Nicht bei Schwächsten sparen
Sozialpolitisch äußerte Grünwidl Verständnis für Sparzwänge des Staates, warnte jedoch vor Kürzungen bei besonders Schutzbedürftigen. Einsparungen bei subsidiär Schutzberechtigten könnten rund 2.500 Kinder treffen. Ein Gesetz, das Menschen kurzfristig "in große finanzielle Nöte" bringe, solle noch einmal überdacht und Fristen sollten verlängert werden. Schließlich handle es sich um Menschen, "die hier leben und die wirklich schutzbedürftig sind". Diesen mittels Gesetz das Leben und die Integration schwerer oder unmöglich zu machen, halte er für bedenklich.

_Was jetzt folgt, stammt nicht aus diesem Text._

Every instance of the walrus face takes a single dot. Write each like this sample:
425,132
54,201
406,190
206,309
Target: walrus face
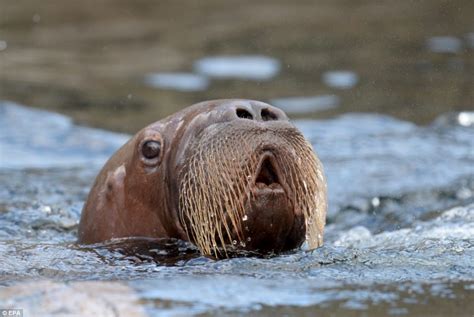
224,174
247,179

Mit Blick auf seine bevorstehende Bischofsweihe am 24. Jänner im Stephansdom sagte Grünwidl, er freue sich auf das Fest und vertraue darauf, "dass durch die Weihe noch einmal Kraft und Beistand auch von oben kommt" für die anstehenden Herausforderungen. Er spüre, dass ihm von vielen Menschen großes Vertrauen entgegengebracht werde und sei daher "gern bereit, diesen Dienst zu übernehmen". Dennoch müsse er in viele seiner neuen Aufgaben erst noch hineinwachsen.